Updated: Oct 2, 2024


I am back in the water, not without anxiety I have to say. The experience of leptospirosis was a bit of a drama for me, and I don’t think I am a drama queen. This took me to some strange places in my head as I was losing my mind during treatment and before it. Music and opera featured large, and well as Alice in Wonderland, as I was asked repeatedly ‘Who is the Prime Minister?’ during my time as a leptospirosis cannula-puppet at the University of Oxford’s John Radcliffe Hospital. I fought with the serpent of Mozart’s opera ‘The Magic Flute’ and more. I have sur-titled this podcast “A Night at the Opera”. There is a fine history of disease themed operas, usually with moral tales or love and tragedy, which usually do not end well. Think Verdi’s ‘La Traviata’, and Puccini’s ‘La Boheme’. ‘Rent’, the AIDS musical, riffs off of La Boheme. Along this theme, artist Marina Abramovic has two linked gallery shows in London right now, ‘Seven Deaths’ based on seven operatic deaths.

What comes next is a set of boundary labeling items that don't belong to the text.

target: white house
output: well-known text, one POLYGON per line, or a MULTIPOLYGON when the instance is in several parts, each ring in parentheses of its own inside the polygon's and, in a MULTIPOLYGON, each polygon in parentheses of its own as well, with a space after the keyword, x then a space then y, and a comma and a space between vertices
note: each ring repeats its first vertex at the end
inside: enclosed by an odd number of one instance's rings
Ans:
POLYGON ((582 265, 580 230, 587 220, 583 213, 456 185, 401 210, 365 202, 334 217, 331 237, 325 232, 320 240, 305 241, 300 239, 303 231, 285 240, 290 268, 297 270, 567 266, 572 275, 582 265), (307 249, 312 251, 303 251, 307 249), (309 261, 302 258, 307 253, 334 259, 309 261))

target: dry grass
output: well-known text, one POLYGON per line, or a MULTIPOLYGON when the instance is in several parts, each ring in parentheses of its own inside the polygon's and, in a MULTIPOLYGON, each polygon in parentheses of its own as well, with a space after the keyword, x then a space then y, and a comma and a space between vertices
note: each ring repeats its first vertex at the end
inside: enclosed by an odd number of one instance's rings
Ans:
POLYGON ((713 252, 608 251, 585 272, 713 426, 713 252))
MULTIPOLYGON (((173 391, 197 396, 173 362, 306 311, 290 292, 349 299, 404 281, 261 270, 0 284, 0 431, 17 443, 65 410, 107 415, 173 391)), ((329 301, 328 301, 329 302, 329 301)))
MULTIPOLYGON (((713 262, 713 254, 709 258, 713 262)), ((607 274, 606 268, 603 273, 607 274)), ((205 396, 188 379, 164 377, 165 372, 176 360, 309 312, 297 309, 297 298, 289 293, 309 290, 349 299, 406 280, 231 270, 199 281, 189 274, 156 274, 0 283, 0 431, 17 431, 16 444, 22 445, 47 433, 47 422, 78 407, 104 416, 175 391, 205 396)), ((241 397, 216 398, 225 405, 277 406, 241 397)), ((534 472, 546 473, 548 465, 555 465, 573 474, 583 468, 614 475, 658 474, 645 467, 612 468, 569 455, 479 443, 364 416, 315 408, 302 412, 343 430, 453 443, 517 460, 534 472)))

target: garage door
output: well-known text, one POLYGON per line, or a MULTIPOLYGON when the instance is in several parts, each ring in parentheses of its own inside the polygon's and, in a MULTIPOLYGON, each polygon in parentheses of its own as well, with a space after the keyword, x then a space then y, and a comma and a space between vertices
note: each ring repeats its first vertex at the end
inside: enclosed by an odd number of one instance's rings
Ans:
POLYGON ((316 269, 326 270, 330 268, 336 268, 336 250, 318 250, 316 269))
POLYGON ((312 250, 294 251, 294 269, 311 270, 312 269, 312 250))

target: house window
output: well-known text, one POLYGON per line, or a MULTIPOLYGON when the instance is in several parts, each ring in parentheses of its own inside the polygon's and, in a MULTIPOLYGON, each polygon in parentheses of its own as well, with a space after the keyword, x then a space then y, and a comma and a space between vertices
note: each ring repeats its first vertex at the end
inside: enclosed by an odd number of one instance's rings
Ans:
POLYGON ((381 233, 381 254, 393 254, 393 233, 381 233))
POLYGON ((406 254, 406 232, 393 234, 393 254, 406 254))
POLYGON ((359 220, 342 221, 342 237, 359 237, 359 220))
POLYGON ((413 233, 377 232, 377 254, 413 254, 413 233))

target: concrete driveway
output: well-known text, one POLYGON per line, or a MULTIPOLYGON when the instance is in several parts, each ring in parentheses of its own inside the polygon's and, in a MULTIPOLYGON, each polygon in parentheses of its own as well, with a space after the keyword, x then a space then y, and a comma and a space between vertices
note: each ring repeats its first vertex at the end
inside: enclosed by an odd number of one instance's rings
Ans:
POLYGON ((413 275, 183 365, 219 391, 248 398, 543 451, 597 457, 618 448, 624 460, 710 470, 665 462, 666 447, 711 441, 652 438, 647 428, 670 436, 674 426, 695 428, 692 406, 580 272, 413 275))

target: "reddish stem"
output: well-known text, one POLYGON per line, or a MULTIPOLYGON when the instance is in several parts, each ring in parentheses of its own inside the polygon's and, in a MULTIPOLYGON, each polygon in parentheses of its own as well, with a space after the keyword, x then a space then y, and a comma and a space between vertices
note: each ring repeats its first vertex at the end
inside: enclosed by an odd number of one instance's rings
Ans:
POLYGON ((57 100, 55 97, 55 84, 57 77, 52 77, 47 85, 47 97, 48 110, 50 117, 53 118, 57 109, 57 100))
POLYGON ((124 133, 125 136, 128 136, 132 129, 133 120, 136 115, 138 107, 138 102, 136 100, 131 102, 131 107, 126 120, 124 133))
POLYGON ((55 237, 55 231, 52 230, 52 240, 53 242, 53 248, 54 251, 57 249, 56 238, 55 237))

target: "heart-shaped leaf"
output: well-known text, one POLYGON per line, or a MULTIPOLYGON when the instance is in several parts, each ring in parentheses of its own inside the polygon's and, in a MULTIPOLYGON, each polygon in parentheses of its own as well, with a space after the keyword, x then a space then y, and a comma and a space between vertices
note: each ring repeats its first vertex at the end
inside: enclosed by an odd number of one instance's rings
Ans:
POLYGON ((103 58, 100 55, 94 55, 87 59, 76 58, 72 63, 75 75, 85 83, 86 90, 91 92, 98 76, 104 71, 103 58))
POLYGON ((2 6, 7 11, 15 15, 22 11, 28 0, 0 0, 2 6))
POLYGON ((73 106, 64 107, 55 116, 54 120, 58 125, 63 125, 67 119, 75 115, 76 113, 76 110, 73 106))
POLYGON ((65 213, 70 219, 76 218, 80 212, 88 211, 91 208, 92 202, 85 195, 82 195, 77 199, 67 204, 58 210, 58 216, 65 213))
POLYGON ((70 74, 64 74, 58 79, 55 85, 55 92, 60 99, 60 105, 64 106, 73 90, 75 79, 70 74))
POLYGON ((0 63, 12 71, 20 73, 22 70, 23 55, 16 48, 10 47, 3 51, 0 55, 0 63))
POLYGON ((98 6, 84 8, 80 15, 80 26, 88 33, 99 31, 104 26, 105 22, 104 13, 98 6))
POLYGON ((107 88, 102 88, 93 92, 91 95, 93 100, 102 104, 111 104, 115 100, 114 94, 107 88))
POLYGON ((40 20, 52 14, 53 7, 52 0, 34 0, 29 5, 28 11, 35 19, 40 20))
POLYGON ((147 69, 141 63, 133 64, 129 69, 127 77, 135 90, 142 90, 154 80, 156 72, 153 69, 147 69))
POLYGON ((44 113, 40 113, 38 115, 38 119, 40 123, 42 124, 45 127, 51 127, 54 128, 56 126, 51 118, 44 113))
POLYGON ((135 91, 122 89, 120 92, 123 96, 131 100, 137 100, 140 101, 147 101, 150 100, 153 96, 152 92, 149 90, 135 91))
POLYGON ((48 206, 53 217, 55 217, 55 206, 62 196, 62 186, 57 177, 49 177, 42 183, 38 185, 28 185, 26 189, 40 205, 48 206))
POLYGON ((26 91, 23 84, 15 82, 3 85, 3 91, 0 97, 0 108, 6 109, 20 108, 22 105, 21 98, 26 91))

I have seen both shows, and the work ‘Fire’, depicting Bellini’s Norma dying by walking into the fire, has resonance – the fire of intense leptospirosis fever for me on intensive care. So not all opera ends well, and on the night, in the middle of the drama you don't know how it will go, if you haven’t read the programme notes. My opera ends well, but I was told I was lucky to get away with some limited kidney injury. In the final act, in the day clinic after discharge from hospital, I look at the epidemiology of the disease and offer some thoughts about risk and infection associated with open water swimming. I asked at the clinic when I might be able to get back into open water, and was told, “When you are ready”. I hope you can enjoy this drama-with-music podcast, knowing that it ends well.